A regulação desenvolve-se de acordo com os seguintes princípios: a) mercado regulado para a competição; b) Estado-intervencionista ou Estado-regulador; c) criação de agências setoriais de regulação, dotadas de autonomia e especialização; d) atenção aos monopólios naturais; e) ambiente de transição, cabendo ao Estado supervisionar o poder de mercado dos operadores e organizar a entrada de novos operadores, zelar pela implantação de um novo modelo organizacional, arbitrar conflitos e completar o processo de regulação normativa; e f) garantia do interesse público. [21]

Gaspar Arino Ortiz entende que a regulação do serviço público deve, com toda a evidência, não só evitar injustiças discriminatórias, mas induzir à uma mais justa distribuição da riqueza, mediante a provisão, aos mais necessitados, do mínimo vital, já que hoje, num país desenvolvido, todos possuem esse direito; porém isso deve ser feito dentro de certos limites, de tal maneira que não afete gravemente a racionalidade econômica, ao estimular eventualmente um excesso de demanda ou uma insuficiência de oferta, criadas justamente por preços excessivamente baixos. [22]

O autor ainda entende que as duas grandes vantagens das agências reguladoras são a especialização e a independência, sendo que, com relação à especialização, a maioria dos problemas que devem ser enfrentados requerem um considerável grau de especialização técnica e econômica, e se se pretende chegar a soluções racionais, há a exigência de pessoal preparado e de dedicação continuada, coisas que dificilmente se logram obter dos políticos, pois estes só tem conhecimento superficial dos problemas. Com relação à independência, necessária, uma vez que as decisões que afetam diretamente os direitos e as liberdades dos cidadãos, devem se decididas por pessoas imparciais, sem compromissos partidários. [23]

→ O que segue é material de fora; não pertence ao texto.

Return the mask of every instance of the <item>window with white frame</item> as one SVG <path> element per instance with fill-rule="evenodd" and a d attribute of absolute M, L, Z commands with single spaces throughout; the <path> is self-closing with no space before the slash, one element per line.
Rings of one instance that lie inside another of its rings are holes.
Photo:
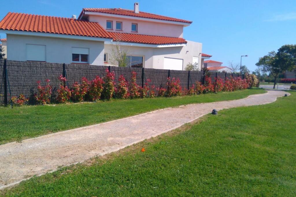
<path fill-rule="evenodd" d="M 143 68 L 144 57 L 141 56 L 126 56 L 127 67 Z"/>
<path fill-rule="evenodd" d="M 108 54 L 107 53 L 104 53 L 104 62 L 107 62 L 108 61 Z"/>
<path fill-rule="evenodd" d="M 72 48 L 72 62 L 74 63 L 89 63 L 89 49 L 87 48 Z"/>
<path fill-rule="evenodd" d="M 113 22 L 112 20 L 107 21 L 106 24 L 106 29 L 107 30 L 113 29 Z"/>
<path fill-rule="evenodd" d="M 122 30 L 122 22 L 116 22 L 116 30 Z"/>
<path fill-rule="evenodd" d="M 26 44 L 27 61 L 46 61 L 46 48 L 45 45 Z"/>
<path fill-rule="evenodd" d="M 134 32 L 138 32 L 138 24 L 136 23 L 131 24 L 131 31 Z"/>

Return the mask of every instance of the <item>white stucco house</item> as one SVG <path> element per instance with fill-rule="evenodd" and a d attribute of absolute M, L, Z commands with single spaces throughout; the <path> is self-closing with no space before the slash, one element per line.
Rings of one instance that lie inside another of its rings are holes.
<path fill-rule="evenodd" d="M 231 73 L 232 70 L 227 66 L 222 66 L 223 62 L 213 60 L 204 61 L 203 66 L 207 69 L 210 72 L 224 72 Z"/>
<path fill-rule="evenodd" d="M 184 70 L 211 56 L 200 43 L 186 40 L 192 22 L 121 8 L 84 8 L 76 19 L 9 12 L 0 22 L 9 60 L 116 66 L 117 45 L 128 51 L 131 67 Z"/>

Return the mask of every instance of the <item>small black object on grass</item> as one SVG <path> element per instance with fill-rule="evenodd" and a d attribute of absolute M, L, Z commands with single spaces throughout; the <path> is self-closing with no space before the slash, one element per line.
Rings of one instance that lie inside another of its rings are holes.
<path fill-rule="evenodd" d="M 215 110 L 214 109 L 212 111 L 212 114 L 213 115 L 218 115 L 218 111 L 217 111 L 217 110 Z"/>

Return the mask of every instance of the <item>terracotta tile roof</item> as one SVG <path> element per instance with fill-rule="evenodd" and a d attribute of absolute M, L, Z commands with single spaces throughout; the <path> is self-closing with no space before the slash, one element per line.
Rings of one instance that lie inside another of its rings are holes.
<path fill-rule="evenodd" d="M 109 33 L 113 37 L 113 41 L 124 42 L 155 45 L 184 44 L 187 43 L 185 39 L 180 38 L 116 32 Z"/>
<path fill-rule="evenodd" d="M 205 53 L 202 53 L 202 57 L 212 57 L 212 56 L 210 55 L 208 55 Z"/>
<path fill-rule="evenodd" d="M 228 68 L 227 66 L 214 66 L 213 67 L 208 67 L 207 69 L 209 70 L 220 70 L 220 69 L 224 69 L 225 68 L 227 68 L 229 69 L 231 69 Z"/>
<path fill-rule="evenodd" d="M 216 63 L 217 64 L 223 64 L 223 62 L 220 62 L 219 61 L 214 61 L 213 60 L 207 60 L 204 62 L 204 63 Z"/>
<path fill-rule="evenodd" d="M 124 16 L 140 17 L 141 18 L 146 18 L 153 19 L 158 19 L 159 20 L 174 21 L 175 22 L 181 22 L 189 24 L 192 23 L 192 21 L 189 21 L 182 19 L 179 19 L 174 18 L 172 18 L 171 17 L 165 17 L 163 16 L 155 14 L 150 14 L 147 12 L 139 12 L 138 13 L 135 13 L 134 12 L 133 10 L 125 9 L 121 9 L 121 8 L 83 8 L 82 9 L 82 12 L 81 12 L 80 15 L 79 15 L 78 18 L 80 18 L 80 16 L 83 14 L 83 11 L 85 12 L 100 12 L 106 14 L 110 14 L 118 15 L 123 15 Z"/>
<path fill-rule="evenodd" d="M 97 23 L 10 12 L 0 21 L 0 29 L 110 38 Z"/>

Vital Moreira aduz sobre as fases do processo de regulação:

"formulação das orientações da regulação; definição e operacionalização das regras (como leis, regulamentos, códigos de conduta); implementação e aplicação das regras (autorizações, licenças, injunções, e, no Brasil, cite-se, ainda, as concessões); controle da aplicação das regras; sancionamento dos transgressores; decisão de recursos. Tendo poderes normativos, executivos e para-judiciais, a regulação deve ficar a cargo de comissões reguladoras independentes". [24]

Sobre a regulação, Carlos Ari Sundfeld entende que não é viável supor que o legislador possa dedicar-se, ele próprio, a um verdadeiro gerenciamento normativo da realidade. Segundo ele, o Estado deverá intervir mais, editar normas seguidamente, dando-lhe conteúdos cada vez menos gerais, tratando de temas sempre mais particulares. Ainda, que esse gerenciamento se faça pela contínua edição e substituição de normas, por sua aplicação concreta por um ente administrativo, que deve também realizar atos de controle prévio, enfim, que controle tudo: que previamente examine projetos, planos; que edite atos administrativos autorizando construir, implantar, fazer, destruir, que fiscalize a execução as atividades, aplicando sanções, cassando licenças, etc. E, segundo o autor, que esses temas sejam tratados por quem entenda do assunto, do problema específico, e não apenas de Direito. [25]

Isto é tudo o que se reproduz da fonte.